Predictably, the U.S. government and mainstream media stood in solidarity with Israel in its latest escapade. Instead of warning Israel against harming U.S. citizens participating in a humanitarian mission, U.S. State Department officials “renewed a warning to American citizens…saying that breaching an Israeli blockade aboard two ships headed to Gaza may be a violation of U.S. law” (Calgary Herald, November 4). A department spokesperson, Victoria Nuland, also “reminded U.S. citizens that they could face civil and criminal penalties in their efforts to deliver resources to the Gaza Strip.”
In a New York Times report, Isabel Kershner mainly referenced military and official statements, giving negligible space to the activists who had been illegally detained. More, Kershner reminded Times readers that Gaza “is ruled by the Islamic militant group Hamas” (NYT, November 4). The fact that Hamas was democratically-elected by a decisive majority in January 2006 seemed immaterial. Also irrelevant was the fact that the Fourth Geneva Convention of 1949 prohibits collective punishment. Article 33 states that: “No protected person may be punished for an offence he or she has not personally committed. Collective penalties and likewise all measures of intimidation or of terrorism are prohibited.”
It was particularly interesting to watch the short video clip released by the Israeli military (idfspokesperson. com) where a naval official called on the ships to turn around, saying: “Your attempt to enter the Gaza Strip by sea is a violation of international law. We remind you that humanitarian supplies can be delivered to the Gaza Strip by land and you are welcome to enter Ashdod port and deliver supplies through land crossings.”

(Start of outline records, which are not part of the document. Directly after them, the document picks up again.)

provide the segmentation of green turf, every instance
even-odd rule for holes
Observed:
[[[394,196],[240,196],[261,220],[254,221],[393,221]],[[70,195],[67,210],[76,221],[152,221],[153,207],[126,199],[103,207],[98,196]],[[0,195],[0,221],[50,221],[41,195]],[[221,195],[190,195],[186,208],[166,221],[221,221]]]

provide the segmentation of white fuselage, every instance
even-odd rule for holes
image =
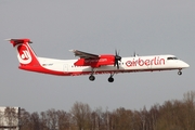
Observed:
[[[48,73],[51,74],[53,74],[52,72],[58,72],[64,75],[77,76],[91,74],[92,72],[91,66],[75,66],[74,63],[77,62],[77,60],[54,60],[46,57],[38,57],[38,60],[40,65],[48,69]],[[104,74],[169,70],[182,69],[185,67],[188,67],[188,64],[178,60],[174,55],[152,55],[122,57],[121,62],[119,62],[119,69],[117,69],[114,65],[101,66],[93,69],[94,74]]]

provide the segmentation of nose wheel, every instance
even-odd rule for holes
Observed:
[[[113,77],[109,77],[107,80],[108,80],[108,82],[113,82],[113,81],[114,81],[114,78],[113,78]]]
[[[178,75],[179,75],[179,76],[181,76],[181,75],[182,75],[182,72],[181,72],[181,70],[179,70],[179,72],[178,72]]]

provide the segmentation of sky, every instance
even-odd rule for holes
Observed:
[[[74,103],[92,109],[150,109],[194,91],[194,0],[1,0],[0,106],[28,112],[70,110]],[[18,69],[8,38],[29,38],[38,56],[77,58],[68,50],[120,56],[173,54],[191,65],[178,70],[60,77]]]

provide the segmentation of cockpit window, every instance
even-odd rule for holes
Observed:
[[[167,60],[178,60],[178,57],[167,57]]]

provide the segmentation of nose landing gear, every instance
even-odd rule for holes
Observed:
[[[181,76],[181,75],[182,75],[182,72],[181,72],[181,69],[178,72],[178,75],[179,75],[179,76]]]
[[[95,77],[94,77],[93,75],[91,75],[91,76],[89,77],[89,80],[90,80],[90,81],[94,81],[94,80],[95,80]]]
[[[113,82],[114,81],[114,78],[113,78],[114,74],[110,74],[109,78],[107,79],[108,82]]]

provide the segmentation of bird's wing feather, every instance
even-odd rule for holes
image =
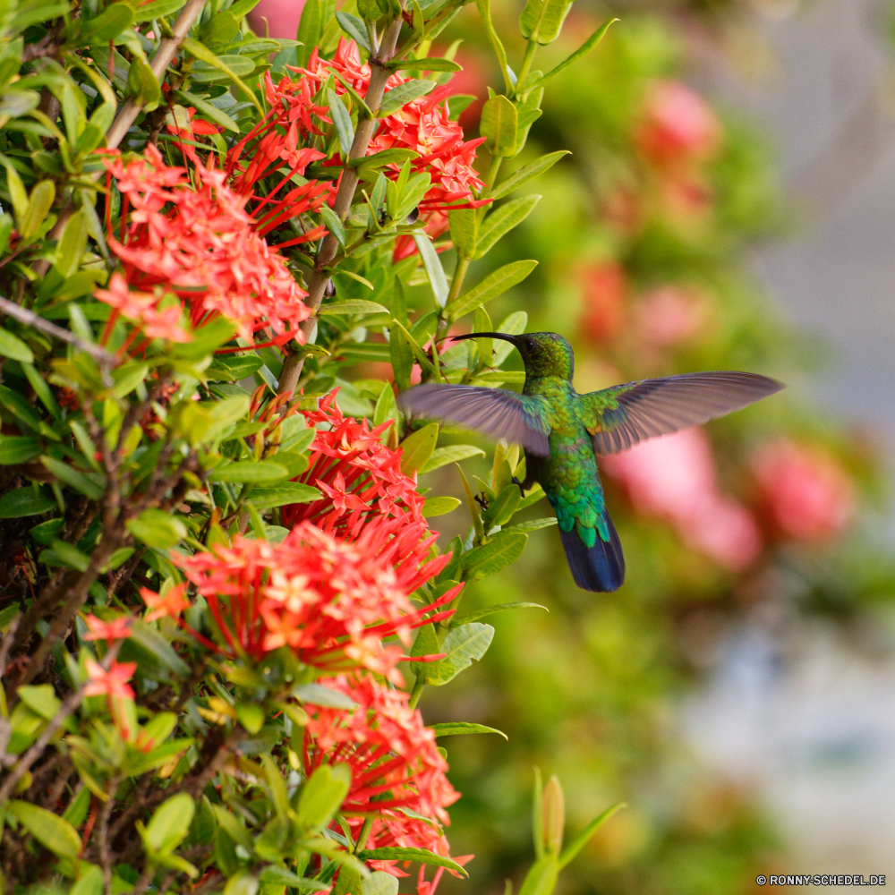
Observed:
[[[521,444],[547,456],[547,429],[539,419],[538,398],[503,388],[429,383],[408,388],[398,397],[401,409],[477,430],[496,439]]]
[[[724,416],[785,388],[756,373],[684,373],[582,395],[579,418],[597,454]]]

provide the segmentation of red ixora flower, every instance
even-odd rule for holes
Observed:
[[[305,523],[279,544],[236,536],[230,547],[173,559],[208,603],[226,643],[218,652],[258,660],[288,646],[315,668],[363,667],[403,683],[396,669],[403,650],[383,639],[396,635],[409,643],[413,628],[448,616],[439,610],[461,585],[422,609],[413,606],[410,594],[449,554],[415,567],[401,562],[415,533],[401,533],[400,524],[375,519],[349,543]],[[155,595],[143,592],[143,599]]]
[[[361,64],[357,45],[344,38],[339,40],[331,60],[320,59],[315,49],[308,61],[308,67],[294,71],[303,75],[298,83],[310,82],[311,92],[320,89],[331,71],[340,74],[361,96],[365,95],[370,84],[370,64]],[[387,90],[410,80],[393,74],[388,79]],[[285,95],[288,90],[294,90],[295,87],[292,81],[284,80],[277,90]],[[346,92],[346,88],[337,79],[334,82],[334,90],[337,94]],[[420,202],[420,211],[426,232],[432,238],[448,229],[447,212],[450,209],[478,208],[490,201],[474,198],[475,193],[485,188],[484,182],[473,166],[475,149],[484,142],[484,138],[464,141],[463,128],[457,122],[451,121],[448,109],[447,100],[451,92],[448,86],[442,85],[428,96],[413,99],[396,112],[384,116],[367,149],[368,155],[390,149],[413,149],[418,153],[418,158],[411,163],[413,170],[424,172],[431,177],[431,185]],[[328,121],[328,118],[325,120]],[[337,157],[336,160],[340,159]],[[390,165],[385,172],[394,179],[400,169],[399,165]],[[396,258],[403,258],[414,251],[413,239],[405,236],[396,242],[395,255]]]
[[[101,301],[125,314],[135,305],[135,322],[146,327],[166,313],[160,303],[173,293],[193,327],[223,315],[247,341],[260,330],[273,344],[303,341],[299,324],[311,315],[303,302],[307,293],[255,232],[257,222],[244,209],[247,197],[226,185],[225,172],[197,161],[193,187],[186,170],[168,167],[151,144],[143,158],[125,161],[115,155],[106,164],[124,209],[132,210],[122,241],[108,239],[124,262],[124,282],[118,278],[109,291],[99,290]],[[124,282],[138,293],[130,303]],[[167,337],[176,332],[172,326]],[[152,337],[148,329],[145,335]]]
[[[345,694],[357,707],[317,709],[304,729],[304,766],[309,775],[325,763],[349,767],[351,788],[342,813],[354,838],[371,816],[368,848],[427,848],[448,857],[441,828],[450,823],[448,806],[460,796],[446,776],[448,763],[435,732],[410,708],[409,695],[369,675],[339,675],[320,683]],[[406,875],[396,861],[371,863],[394,876]]]
[[[354,538],[373,516],[398,518],[413,527],[418,538],[428,539],[413,558],[408,557],[418,561],[437,535],[423,521],[425,499],[416,490],[415,477],[401,472],[401,453],[381,441],[390,421],[371,429],[366,420],[358,422],[345,416],[336,404],[335,391],[320,399],[317,410],[302,413],[311,425],[328,427],[318,428],[308,468],[298,479],[319,488],[324,497],[314,503],[284,507],[283,524],[291,528],[310,520],[324,531]]]

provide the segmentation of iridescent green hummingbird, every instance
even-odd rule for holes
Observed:
[[[575,584],[615,591],[625,558],[606,509],[597,457],[739,410],[784,388],[755,373],[684,373],[587,395],[572,386],[575,354],[557,333],[469,333],[514,345],[525,364],[522,394],[476,386],[415,386],[399,398],[408,415],[434,417],[522,445],[525,490],[538,482],[559,524]]]

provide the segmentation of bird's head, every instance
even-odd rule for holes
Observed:
[[[499,338],[509,342],[522,354],[525,373],[530,379],[558,376],[571,381],[575,372],[572,346],[558,333],[522,333],[519,336],[509,336],[507,333],[467,333],[465,336],[454,336],[453,338]]]

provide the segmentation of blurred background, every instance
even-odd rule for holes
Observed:
[[[300,5],[258,12],[292,37]],[[492,4],[511,65],[520,6]],[[484,660],[423,695],[430,723],[509,737],[446,742],[465,794],[453,851],[476,858],[439,891],[517,891],[535,765],[563,783],[568,835],[628,806],[564,874],[567,895],[737,895],[759,873],[895,882],[892,10],[577,0],[535,67],[609,15],[513,163],[572,151],[488,256],[540,261],[491,319],[524,310],[529,329],[567,336],[579,391],[712,369],[790,388],[603,465],[627,558],[617,593],[577,590],[552,529],[468,587],[465,609],[550,612],[490,619]],[[452,86],[481,99],[499,77],[478,21],[471,4],[436,55],[462,39]],[[430,477],[456,491],[450,469]],[[464,512],[437,520],[446,539]]]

Israeli navy, military, and government officials must have been congratulating themselves on a job well done, as international activists were arrested, herded into police stations, and forced to sign their deportation papers. However, this latest mission—Freedom Waves—actually exposed as fraud the logic Israel used to justify its siege of Gaza. The October 18 prisoner swap of captured Israeli soldier Gilad Shalit for a few hundred Palestinian prisoners was expected to bring an end to the Gaza siege. But it didn’t.
Writing in the Huffington Post, Just Foreign Policy Director Robert Naiman stated, “In practice, the issue of the Gaza blockade has been entangled with the issue of the captivity of Israeli soldier Gilad Shalit.” He cited a Washington Post article: “The blockade was widely seen as a punitive measure driven in large part by the outrage that Shalit’s abduction in 2006 generated in Israel” (October 26).
Now that Shalit is free, thanks to Tahrir and MV Saoirse, we know that the siege as a response to Shalit’s capture was a ruse and that Israel has no immediate plans to end the perpetual captivity of 1.5 million Palestinians in Gaza. But we also know that Freedom Waves will continue. “Despite this Israeli aggression, we will keep coming, wave after wave, by air, sea, and land, to challenge Israel’s illegal policies towards Gaza and all of Palestine,” said Huwaida Arraf, a spokesperson for the activists. “Our movement will not stop or be stopped until Palestine is free.”